Pour le dire en peu de mots, l’ouvrage
que nous avons tenté de résumer, parvient réellement à nous rendre présents à
cette pensée du paysage à laquelle il nous invite, par la richesse de ses
références aux poètes, peintres et penseurs chinois, par sa pédagogie aussi,
dans la manière dont il construit, par retranchement, par nuances successives,
par précisions fines et parlantes, les concepts qui la rendent possible. Mieux,
il suscitera de nombreux questionnements. Les dialogues avec la philosophie
occidentale pourraient ainsi être repris à nouveaux frais.
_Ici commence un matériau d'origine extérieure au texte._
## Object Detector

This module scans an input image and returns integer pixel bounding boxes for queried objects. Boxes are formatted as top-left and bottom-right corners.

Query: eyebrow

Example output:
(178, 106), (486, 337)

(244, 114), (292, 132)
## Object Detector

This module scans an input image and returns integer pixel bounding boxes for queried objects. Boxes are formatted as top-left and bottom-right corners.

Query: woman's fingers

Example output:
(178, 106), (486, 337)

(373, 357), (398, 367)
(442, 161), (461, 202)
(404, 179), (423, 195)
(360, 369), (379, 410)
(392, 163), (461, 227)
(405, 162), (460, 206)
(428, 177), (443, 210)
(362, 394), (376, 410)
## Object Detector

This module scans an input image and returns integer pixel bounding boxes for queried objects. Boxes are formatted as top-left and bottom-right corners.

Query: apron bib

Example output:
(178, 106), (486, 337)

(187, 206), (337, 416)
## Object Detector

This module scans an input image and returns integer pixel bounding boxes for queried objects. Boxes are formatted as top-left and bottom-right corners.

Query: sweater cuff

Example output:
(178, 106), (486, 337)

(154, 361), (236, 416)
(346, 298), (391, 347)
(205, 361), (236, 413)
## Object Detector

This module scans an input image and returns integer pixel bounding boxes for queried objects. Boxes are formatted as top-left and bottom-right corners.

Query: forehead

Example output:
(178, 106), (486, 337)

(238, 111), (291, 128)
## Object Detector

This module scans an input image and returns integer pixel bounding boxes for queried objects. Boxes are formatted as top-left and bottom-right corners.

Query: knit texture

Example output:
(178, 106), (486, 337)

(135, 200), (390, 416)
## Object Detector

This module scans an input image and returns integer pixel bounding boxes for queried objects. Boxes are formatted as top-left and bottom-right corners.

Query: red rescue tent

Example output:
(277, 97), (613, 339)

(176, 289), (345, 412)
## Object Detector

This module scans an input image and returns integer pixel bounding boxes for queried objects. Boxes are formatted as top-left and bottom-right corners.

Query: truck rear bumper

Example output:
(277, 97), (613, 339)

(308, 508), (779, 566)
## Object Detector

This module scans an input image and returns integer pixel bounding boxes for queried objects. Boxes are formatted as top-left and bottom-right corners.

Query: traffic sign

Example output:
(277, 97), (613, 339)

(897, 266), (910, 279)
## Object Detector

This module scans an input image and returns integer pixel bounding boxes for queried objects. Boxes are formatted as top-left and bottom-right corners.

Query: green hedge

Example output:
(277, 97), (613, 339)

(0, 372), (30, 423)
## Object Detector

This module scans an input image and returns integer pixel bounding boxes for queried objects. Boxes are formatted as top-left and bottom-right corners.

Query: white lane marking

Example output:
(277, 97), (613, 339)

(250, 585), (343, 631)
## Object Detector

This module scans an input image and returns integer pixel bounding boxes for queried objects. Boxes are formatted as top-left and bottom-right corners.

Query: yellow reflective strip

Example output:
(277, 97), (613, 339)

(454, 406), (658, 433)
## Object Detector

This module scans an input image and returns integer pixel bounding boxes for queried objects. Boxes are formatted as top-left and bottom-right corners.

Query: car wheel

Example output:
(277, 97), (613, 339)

Il ne serait pas
sans intérêt de relire certains néoplatoniciens (Damascius par exemple, Des premiers principes, où l’on peut
voir non seulement une pensée qui n’est pas une ontologie mais une hénologie,
laquelle ne cesse de questionner ce qui est au-delà de l’Être, en-deçà de la
matière, qui s’interroge sur les conditions de possibilité d’un discours, d’un
logos, bref, qui s’interroge aussi sur un « impensé de la raison » et
qui a su, l’a-t-on oublié, emprunter un autre chemin que celui de l’ontologie
et des essences ?), de confronter la pensée chinoise à certaines pages de
Bergson. Il serait aussi intéressant de s’interroger plus avant sur le paysage
anglais. Celui-ci, influencé par le jardin chinois à partir des années 1740,
n’a sans doute pas suffisamment compris ce qui fait le fond de la pensée
paysagère chinoise. Il s’imposera d’ailleurs davantage par opposition au jardin
à la française, symbole d’une maîtrise de la nature et d’un pouvoir politique
omnipotent. Reste que, s’il peut parfois (à tort) être réduit au pittoresque ou
à une manière de compenser la présence d’un monde réduit à l’utile, il n’en
offre pas moins à sa manière une possibilité de rencontre nous permettant de
nous retirer des distinctions conceptuelles, de vivre aussi plus pleinement
notre rapport à la nature que ne le rendent possible les modes de vie modernes
ainsi que les structures urbaines ou touristiques qui les accompagnent. En ce
sens, il propose une expérience spécifique qui marque justement cette
difficulté européenne à laisser vivre cet impensé en s’affranchissant de ses
barrières culturelles (à ce titre, les anglais ont peut-être moins mal compris
le jardin chinois que ne le feront à leur tour les français). Mais c’est
justement le mérite de ce livre que d’ouvrir une réflexion nouvelle, de nous
questionner sur nos propre schémas conceptuels, et nul doute que par-delà
l’intérêt localisé pour les questions paysagères, la pensée occidentale puisse
gagner à s’emparer de cette question. S’il s’agit ici de paysage, disons-le
pour finir, c’est dire qu’il est en même temps question du vivre.